Personalization is hot in the museum world, according to Lynn Dierking, associate director of the Institute for Learning Innovation. But the concept of personalizing museum exhibits has been around for about 10 years at places like the Maryland Science Center in Baltimore and the Museum of Science, Boston. And both Dierking and Hutchins say there are other companies that create personalized exhibits.

Though Dierking also says her organization's research indicates that the problem of museumgoers barely glancing at exhibits has been overstated, she says XhibitNet may help combat a different issue entirely: exhibit obsolescence. Traditional exhibits are in planning and development for three to five years, and sometimes, Dierking says, "they're outdated by the time they get installed." By contrast, Lishness estimates GMRI can develop new content for its learning center in nine months, and Hutchins estimates it would take only about three to four months at OSC. "It's exciting," Dierking says of XhibitNet's swappable content design. "I don't know that [this type of] work has been done before."

But it will be a while before Image Works finds out if XhibitNet will have an impact on the museum world. A report summarizing the results of Image Works' current market research is due to NSF in June. Then, Image Works plans to apply for a $500,000, two-year phase two grant, which will help the company commercialize XhibitNet and begin marketing the platform to new clients.
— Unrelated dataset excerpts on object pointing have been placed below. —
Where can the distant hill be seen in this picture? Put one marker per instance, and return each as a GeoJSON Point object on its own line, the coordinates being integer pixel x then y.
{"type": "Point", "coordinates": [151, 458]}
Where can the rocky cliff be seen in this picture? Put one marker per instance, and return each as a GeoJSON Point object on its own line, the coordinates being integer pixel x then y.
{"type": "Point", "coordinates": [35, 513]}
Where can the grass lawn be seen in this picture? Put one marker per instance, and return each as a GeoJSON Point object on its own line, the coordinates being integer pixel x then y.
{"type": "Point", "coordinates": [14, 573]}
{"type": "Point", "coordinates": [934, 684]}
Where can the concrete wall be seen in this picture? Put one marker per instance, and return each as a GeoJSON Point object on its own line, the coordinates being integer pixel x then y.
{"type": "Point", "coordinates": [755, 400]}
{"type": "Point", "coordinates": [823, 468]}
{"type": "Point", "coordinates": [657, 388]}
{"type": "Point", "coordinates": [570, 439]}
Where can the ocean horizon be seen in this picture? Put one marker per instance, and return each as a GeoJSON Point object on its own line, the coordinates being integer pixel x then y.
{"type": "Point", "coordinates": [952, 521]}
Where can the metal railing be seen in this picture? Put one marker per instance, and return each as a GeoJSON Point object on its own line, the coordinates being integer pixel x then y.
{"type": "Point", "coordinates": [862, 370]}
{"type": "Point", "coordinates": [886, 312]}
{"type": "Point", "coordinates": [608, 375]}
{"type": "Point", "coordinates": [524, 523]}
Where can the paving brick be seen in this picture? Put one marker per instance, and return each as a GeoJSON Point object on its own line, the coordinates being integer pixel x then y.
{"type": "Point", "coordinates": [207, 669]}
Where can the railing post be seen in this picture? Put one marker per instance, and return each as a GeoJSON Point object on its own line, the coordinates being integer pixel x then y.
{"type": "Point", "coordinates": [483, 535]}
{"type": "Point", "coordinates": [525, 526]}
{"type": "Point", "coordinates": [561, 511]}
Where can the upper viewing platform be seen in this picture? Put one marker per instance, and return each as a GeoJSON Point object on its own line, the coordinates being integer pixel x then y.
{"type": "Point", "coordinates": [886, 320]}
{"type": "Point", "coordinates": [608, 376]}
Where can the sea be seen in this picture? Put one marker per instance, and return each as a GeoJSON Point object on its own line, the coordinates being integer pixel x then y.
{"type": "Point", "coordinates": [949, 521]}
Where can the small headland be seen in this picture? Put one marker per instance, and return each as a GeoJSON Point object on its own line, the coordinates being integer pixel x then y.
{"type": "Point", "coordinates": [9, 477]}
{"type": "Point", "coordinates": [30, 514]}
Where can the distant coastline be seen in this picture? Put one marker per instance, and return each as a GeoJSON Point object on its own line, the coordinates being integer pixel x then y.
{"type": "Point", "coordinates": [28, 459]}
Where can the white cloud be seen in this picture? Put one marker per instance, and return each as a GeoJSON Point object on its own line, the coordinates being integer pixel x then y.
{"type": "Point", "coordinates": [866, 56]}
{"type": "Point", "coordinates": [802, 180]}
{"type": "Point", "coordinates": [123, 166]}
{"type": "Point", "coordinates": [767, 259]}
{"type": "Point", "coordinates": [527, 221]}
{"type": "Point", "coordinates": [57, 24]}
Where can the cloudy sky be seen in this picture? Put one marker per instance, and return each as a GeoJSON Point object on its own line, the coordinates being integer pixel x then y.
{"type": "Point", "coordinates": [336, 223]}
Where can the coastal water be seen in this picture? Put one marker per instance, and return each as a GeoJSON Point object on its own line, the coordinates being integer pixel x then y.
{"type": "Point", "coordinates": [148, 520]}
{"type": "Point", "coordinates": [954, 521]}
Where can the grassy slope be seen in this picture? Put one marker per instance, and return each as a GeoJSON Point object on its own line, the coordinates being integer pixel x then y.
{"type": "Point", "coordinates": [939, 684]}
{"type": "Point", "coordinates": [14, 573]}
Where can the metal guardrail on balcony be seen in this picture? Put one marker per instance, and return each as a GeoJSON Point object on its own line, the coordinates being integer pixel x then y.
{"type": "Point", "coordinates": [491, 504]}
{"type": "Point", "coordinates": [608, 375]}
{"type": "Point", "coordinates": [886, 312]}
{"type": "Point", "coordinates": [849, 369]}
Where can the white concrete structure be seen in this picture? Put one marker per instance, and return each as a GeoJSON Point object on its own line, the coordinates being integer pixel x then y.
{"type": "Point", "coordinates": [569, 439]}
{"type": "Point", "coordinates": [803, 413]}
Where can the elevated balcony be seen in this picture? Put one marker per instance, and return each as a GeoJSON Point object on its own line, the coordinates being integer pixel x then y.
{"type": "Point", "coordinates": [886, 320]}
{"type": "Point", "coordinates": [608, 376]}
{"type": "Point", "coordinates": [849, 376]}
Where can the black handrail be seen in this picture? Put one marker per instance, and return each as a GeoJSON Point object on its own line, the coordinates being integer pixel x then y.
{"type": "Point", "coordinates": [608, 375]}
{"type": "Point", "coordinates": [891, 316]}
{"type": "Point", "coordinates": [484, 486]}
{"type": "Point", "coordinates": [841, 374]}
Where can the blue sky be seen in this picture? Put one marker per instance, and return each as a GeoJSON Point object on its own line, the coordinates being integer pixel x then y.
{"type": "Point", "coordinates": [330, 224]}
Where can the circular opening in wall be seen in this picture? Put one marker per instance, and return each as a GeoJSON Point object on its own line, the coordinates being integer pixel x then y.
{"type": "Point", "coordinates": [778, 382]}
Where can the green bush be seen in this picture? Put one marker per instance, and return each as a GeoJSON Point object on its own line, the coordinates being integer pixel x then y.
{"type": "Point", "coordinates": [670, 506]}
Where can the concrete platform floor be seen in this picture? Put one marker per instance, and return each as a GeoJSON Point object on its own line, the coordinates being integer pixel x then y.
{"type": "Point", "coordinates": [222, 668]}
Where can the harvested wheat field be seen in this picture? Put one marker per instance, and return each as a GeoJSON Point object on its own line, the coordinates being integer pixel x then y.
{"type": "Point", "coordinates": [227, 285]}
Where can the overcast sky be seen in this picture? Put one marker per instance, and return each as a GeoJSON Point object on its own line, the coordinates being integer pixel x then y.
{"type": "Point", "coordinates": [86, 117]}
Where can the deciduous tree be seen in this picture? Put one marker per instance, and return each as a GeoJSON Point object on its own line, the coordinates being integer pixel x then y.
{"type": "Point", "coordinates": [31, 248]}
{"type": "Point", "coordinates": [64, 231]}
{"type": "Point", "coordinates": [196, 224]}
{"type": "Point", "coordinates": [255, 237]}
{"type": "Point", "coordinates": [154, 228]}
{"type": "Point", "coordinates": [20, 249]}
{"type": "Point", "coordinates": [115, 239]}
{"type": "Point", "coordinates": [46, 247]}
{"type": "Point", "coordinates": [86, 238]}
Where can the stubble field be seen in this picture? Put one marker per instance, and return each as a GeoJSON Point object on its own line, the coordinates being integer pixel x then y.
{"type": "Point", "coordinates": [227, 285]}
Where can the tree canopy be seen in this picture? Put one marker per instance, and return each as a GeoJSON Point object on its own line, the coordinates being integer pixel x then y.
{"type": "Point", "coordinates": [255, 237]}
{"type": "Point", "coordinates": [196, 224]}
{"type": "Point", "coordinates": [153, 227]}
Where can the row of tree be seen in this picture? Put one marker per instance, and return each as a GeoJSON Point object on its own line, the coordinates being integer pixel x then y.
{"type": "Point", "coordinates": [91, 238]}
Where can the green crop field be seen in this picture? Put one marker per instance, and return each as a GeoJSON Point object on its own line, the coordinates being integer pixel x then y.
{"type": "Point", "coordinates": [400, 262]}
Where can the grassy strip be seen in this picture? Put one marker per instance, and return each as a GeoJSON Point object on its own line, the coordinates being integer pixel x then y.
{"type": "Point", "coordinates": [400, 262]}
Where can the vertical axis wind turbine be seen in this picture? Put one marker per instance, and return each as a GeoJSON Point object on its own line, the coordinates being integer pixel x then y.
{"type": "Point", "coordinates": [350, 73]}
Amid excitement over new interactive display technologies, Dierking also cautions that basing museum exhibits on computers may present a new problem. "As we go down this avenue," she says, "we have to make sure using technology doesn't take away from the unique experience of a museum visit."

That's something Image Works and its clients are trying to avoid. "Where we use technology, we have physical specimens that go along with it, and we design stations to serve two to four visitors simultaneously," says Hutchins. "It goes way beyond a CD-ROM or the Internet."